What's interesting about this series, and what stamps it as somewhat original, is the fact that for most of the action one team or the other has imposed its will on the other for an entire evening.
"I'm not sure I've ever seen anything like it," said Pollard, whose back-to-back, second-quarter jumpers ignited his team. "One team gets ahead, and just stays there. I may be wrong, but I don't think there have been many lead changes."
Such was the case last evening. Boston's only lead was 4-2.
It's basically about tempo, although Celtics coach Doc Rivers did point out that what really aggravated him last night was that his team really did get out on the open floor a sufficient number of times to do some damage, only to self-destruct in the process. "Of our 22 turnovers, I'll bet 16 were on the open floor," he observed. That figure may be a tad hyperbolic, but there is no doubt that the Celtics were not exactly the '86 Celtics in the finishing department last evening.
But they did find a way to chop a 15-point third-quarter deficit (67-52) to 2, at 77-75 with 5:01 left. But the record will show they never got closer.
That's because Indiana made more big plays at both ends, culminating in a big-time, left-wing 3-pointer by Stephen Jackson, the loquacious forward. With Antoine Walker serving as an extra piece of clothing, Jackson found a way to sink a rather magnificent shot at a very big moment, the Pacers leading, 82-80, at the time.
" 'Toine couldn`t have played any better defense," declared Jackson. "It wasn't one of my normal, confident shots. Thank God it went in."

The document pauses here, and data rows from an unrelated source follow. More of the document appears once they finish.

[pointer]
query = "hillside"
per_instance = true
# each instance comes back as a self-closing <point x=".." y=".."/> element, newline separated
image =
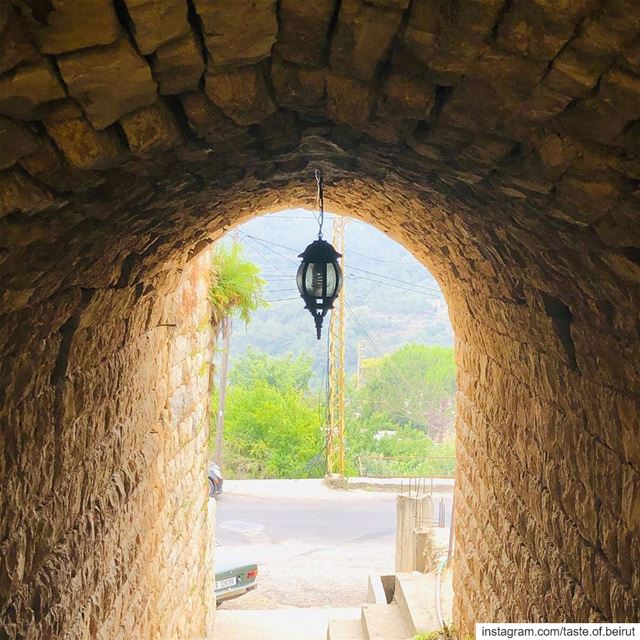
<point x="392" y="297"/>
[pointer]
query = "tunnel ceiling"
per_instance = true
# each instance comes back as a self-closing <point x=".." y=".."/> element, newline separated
<point x="502" y="135"/>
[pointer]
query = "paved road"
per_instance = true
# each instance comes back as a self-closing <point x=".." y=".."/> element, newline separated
<point x="246" y="519"/>
<point x="314" y="547"/>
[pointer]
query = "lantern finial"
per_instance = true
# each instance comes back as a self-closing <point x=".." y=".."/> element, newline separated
<point x="319" y="276"/>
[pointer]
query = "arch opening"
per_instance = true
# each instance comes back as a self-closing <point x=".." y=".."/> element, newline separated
<point x="503" y="155"/>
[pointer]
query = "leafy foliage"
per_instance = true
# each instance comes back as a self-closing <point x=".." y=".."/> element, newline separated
<point x="413" y="386"/>
<point x="272" y="426"/>
<point x="284" y="373"/>
<point x="237" y="286"/>
<point x="401" y="421"/>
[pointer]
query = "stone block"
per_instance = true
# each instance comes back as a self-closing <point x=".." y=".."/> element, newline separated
<point x="631" y="498"/>
<point x="178" y="65"/>
<point x="348" y="101"/>
<point x="242" y="94"/>
<point x="15" y="46"/>
<point x="109" y="81"/>
<point x="82" y="145"/>
<point x="150" y="129"/>
<point x="25" y="90"/>
<point x="19" y="193"/>
<point x="539" y="29"/>
<point x="237" y="34"/>
<point x="156" y="23"/>
<point x="303" y="31"/>
<point x="298" y="88"/>
<point x="628" y="410"/>
<point x="16" y="141"/>
<point x="207" y="121"/>
<point x="583" y="201"/>
<point x="69" y="25"/>
<point x="48" y="166"/>
<point x="405" y="97"/>
<point x="573" y="73"/>
<point x="362" y="38"/>
<point x="604" y="116"/>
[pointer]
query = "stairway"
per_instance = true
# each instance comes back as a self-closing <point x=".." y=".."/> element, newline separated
<point x="398" y="612"/>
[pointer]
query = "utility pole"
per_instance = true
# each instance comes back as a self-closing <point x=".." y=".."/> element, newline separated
<point x="222" y="392"/>
<point x="335" y="428"/>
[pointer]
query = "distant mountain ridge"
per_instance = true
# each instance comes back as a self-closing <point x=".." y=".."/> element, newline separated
<point x="389" y="294"/>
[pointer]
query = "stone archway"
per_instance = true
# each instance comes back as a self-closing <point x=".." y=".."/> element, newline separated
<point x="496" y="140"/>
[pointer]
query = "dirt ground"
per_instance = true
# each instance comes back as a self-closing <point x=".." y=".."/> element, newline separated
<point x="314" y="546"/>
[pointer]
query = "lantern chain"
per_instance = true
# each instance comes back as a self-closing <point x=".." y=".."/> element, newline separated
<point x="320" y="201"/>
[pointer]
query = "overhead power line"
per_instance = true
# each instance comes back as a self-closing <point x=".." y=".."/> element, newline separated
<point x="264" y="242"/>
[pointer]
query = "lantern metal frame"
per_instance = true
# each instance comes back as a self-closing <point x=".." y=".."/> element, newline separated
<point x="320" y="257"/>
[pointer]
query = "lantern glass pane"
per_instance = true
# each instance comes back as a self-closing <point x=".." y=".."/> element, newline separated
<point x="314" y="279"/>
<point x="300" y="279"/>
<point x="332" y="280"/>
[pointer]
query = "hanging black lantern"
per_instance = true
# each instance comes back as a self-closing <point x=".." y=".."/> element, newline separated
<point x="319" y="277"/>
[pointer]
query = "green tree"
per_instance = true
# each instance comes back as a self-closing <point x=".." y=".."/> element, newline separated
<point x="237" y="290"/>
<point x="272" y="426"/>
<point x="415" y="386"/>
<point x="284" y="373"/>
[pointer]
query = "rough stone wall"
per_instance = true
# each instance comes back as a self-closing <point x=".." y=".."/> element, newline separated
<point x="103" y="463"/>
<point x="497" y="139"/>
<point x="548" y="483"/>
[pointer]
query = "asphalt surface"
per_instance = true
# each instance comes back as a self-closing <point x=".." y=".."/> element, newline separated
<point x="246" y="519"/>
<point x="315" y="547"/>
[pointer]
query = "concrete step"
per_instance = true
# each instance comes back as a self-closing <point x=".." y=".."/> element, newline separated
<point x="345" y="630"/>
<point x="384" y="622"/>
<point x="278" y="624"/>
<point x="415" y="594"/>
<point x="375" y="590"/>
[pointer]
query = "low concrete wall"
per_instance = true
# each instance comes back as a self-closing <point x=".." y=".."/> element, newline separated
<point x="411" y="513"/>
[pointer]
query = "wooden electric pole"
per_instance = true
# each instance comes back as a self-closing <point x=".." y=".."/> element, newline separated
<point x="335" y="426"/>
<point x="222" y="392"/>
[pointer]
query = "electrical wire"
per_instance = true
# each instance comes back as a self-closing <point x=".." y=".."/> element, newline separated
<point x="378" y="275"/>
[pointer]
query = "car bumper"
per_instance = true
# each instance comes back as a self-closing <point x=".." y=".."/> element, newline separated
<point x="235" y="592"/>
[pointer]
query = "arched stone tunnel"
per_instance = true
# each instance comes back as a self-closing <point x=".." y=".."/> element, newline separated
<point x="496" y="139"/>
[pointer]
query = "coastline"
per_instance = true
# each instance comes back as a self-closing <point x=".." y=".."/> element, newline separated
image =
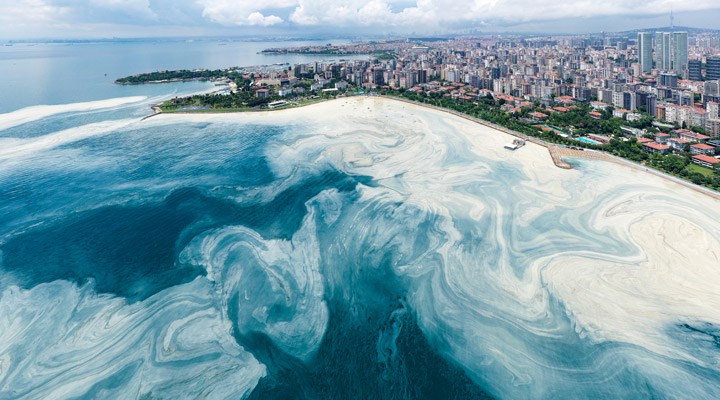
<point x="556" y="153"/>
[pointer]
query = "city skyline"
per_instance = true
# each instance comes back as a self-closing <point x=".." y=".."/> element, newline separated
<point x="34" y="19"/>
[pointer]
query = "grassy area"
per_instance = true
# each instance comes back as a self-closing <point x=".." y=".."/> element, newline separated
<point x="185" y="110"/>
<point x="699" y="169"/>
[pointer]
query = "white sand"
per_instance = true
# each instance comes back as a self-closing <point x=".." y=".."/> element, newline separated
<point x="35" y="113"/>
<point x="452" y="167"/>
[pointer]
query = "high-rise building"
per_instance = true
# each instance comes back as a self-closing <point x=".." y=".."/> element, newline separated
<point x="668" y="79"/>
<point x="662" y="51"/>
<point x="695" y="70"/>
<point x="713" y="68"/>
<point x="645" y="51"/>
<point x="679" y="51"/>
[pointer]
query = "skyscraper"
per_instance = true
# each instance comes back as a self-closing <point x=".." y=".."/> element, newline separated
<point x="662" y="51"/>
<point x="679" y="51"/>
<point x="645" y="51"/>
<point x="713" y="68"/>
<point x="695" y="70"/>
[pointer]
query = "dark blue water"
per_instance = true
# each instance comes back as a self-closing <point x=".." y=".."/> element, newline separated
<point x="230" y="257"/>
<point x="60" y="73"/>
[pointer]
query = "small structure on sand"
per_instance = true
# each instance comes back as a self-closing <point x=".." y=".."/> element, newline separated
<point x="516" y="144"/>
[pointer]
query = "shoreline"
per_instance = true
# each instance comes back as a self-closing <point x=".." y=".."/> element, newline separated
<point x="557" y="153"/>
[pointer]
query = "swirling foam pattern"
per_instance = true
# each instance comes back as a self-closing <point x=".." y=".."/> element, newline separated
<point x="361" y="248"/>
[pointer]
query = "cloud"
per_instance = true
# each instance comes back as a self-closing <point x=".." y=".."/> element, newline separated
<point x="72" y="18"/>
<point x="243" y="12"/>
<point x="435" y="14"/>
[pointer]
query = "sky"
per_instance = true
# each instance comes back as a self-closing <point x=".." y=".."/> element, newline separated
<point x="92" y="19"/>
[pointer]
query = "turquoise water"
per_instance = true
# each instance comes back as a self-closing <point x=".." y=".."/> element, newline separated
<point x="59" y="73"/>
<point x="586" y="140"/>
<point x="244" y="257"/>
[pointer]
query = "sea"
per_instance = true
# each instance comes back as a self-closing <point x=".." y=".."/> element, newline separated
<point x="371" y="253"/>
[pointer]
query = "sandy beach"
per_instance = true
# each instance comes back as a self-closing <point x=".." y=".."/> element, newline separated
<point x="307" y="225"/>
<point x="674" y="226"/>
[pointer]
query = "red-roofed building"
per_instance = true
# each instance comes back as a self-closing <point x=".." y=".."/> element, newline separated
<point x="706" y="161"/>
<point x="652" y="147"/>
<point x="677" y="144"/>
<point x="702" y="148"/>
<point x="691" y="136"/>
<point x="662" y="138"/>
<point x="538" y="116"/>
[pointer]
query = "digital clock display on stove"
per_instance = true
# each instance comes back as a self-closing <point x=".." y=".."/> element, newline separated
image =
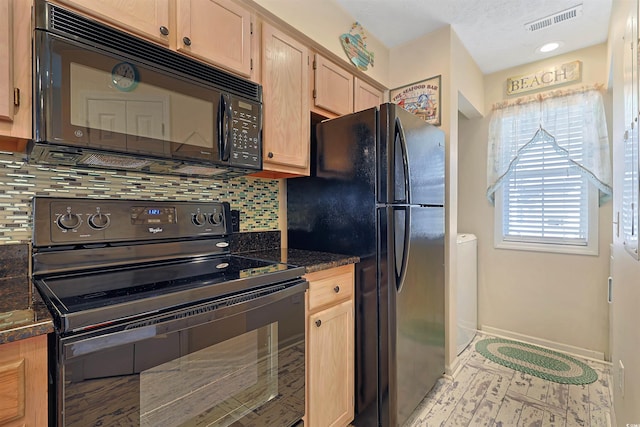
<point x="144" y="215"/>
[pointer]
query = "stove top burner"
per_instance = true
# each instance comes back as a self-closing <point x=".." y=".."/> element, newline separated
<point x="91" y="277"/>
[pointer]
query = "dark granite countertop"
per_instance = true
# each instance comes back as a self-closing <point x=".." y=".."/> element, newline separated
<point x="22" y="312"/>
<point x="312" y="261"/>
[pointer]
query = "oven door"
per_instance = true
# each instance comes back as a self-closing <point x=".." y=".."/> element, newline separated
<point x="238" y="360"/>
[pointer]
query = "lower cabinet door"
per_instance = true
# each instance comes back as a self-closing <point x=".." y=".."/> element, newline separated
<point x="330" y="366"/>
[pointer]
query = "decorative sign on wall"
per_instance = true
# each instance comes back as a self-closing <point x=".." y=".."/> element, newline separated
<point x="355" y="47"/>
<point x="549" y="77"/>
<point x="420" y="98"/>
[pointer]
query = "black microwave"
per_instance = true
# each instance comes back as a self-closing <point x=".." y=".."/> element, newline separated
<point x="106" y="99"/>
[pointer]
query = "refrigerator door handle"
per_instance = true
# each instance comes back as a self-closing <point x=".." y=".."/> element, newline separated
<point x="403" y="245"/>
<point x="400" y="154"/>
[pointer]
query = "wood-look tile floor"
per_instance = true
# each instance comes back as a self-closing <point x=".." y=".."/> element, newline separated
<point x="485" y="393"/>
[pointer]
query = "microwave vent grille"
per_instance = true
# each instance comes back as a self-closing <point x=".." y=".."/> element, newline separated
<point x="117" y="162"/>
<point x="71" y="25"/>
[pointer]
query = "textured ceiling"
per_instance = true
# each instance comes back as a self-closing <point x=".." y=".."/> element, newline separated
<point x="493" y="31"/>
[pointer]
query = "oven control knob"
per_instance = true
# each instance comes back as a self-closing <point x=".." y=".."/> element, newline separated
<point x="68" y="221"/>
<point x="99" y="221"/>
<point x="216" y="218"/>
<point x="199" y="219"/>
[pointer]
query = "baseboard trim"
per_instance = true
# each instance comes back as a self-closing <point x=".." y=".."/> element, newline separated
<point x="552" y="345"/>
<point x="450" y="371"/>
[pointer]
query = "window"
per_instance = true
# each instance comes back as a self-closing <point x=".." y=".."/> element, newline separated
<point x="541" y="169"/>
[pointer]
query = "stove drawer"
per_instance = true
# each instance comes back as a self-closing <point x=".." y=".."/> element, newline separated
<point x="330" y="286"/>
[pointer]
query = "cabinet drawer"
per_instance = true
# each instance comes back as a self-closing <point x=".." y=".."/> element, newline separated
<point x="331" y="287"/>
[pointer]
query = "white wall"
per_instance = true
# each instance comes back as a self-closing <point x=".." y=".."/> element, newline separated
<point x="626" y="270"/>
<point x="442" y="53"/>
<point x="552" y="299"/>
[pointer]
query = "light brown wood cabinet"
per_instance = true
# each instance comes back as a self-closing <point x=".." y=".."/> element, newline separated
<point x="365" y="96"/>
<point x="23" y="383"/>
<point x="336" y="91"/>
<point x="15" y="74"/>
<point x="286" y="122"/>
<point x="216" y="31"/>
<point x="145" y="18"/>
<point x="333" y="87"/>
<point x="330" y="348"/>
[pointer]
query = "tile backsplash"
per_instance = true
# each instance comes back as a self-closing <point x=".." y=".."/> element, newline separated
<point x="255" y="198"/>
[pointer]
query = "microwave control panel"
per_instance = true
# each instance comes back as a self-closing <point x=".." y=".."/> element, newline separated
<point x="246" y="131"/>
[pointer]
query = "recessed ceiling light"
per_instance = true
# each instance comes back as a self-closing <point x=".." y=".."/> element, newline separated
<point x="549" y="47"/>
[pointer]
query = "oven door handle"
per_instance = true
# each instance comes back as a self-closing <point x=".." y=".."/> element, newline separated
<point x="199" y="314"/>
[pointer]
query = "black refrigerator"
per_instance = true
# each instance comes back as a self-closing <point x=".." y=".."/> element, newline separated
<point x="376" y="190"/>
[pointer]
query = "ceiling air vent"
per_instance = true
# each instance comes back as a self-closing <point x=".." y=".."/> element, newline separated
<point x="556" y="18"/>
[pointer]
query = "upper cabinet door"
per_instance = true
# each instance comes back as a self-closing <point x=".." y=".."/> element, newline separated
<point x="333" y="87"/>
<point x="15" y="74"/>
<point x="366" y="96"/>
<point x="146" y="18"/>
<point x="215" y="31"/>
<point x="285" y="80"/>
<point x="6" y="61"/>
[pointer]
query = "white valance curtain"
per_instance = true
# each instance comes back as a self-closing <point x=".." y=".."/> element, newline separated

After that, it was a matter of making sure the Celtics didn't score, and that's something the Pacers were sure they could do.
"Those guys are talented," said Jermaine O'Neal, "but we're a little more experienced. Our defense gives us an opportunity to win every night."
Back to Mr. Pollard. "They rely on their athletic ability," he said. "If the shots go in, fine, but they weren't getting open looks."
The fact is Boston's possessions in the final two minutes were dreadful. One was uglier than the next. After a Paul Pierce banked runner had created that 82-80 situation with 3:06 left, the Celtics didn't score another basket until a meaningless layup by Marcus Banks with 28.6 seconds left, the horse having long since departed the barn for parts unknown.
Rivers talked about his team needing to trust itself, and how there still is time for that development to occur. The Pacers made reference to the fact that many of them have been to either the NBA Finals or conference finals, and that the one thing they've learned for sure is that defense is what gets you there. Having already learned the truth about offense, they just kind of let that take care of itself.
OK, so what if the Celtics find a way to win tomorrow night? Does that mean the Pacers will be worried about a Game 7 back here on Saturday?
Get real. It will be just another big game for a team that truly understands what the NBA playoffs are all about.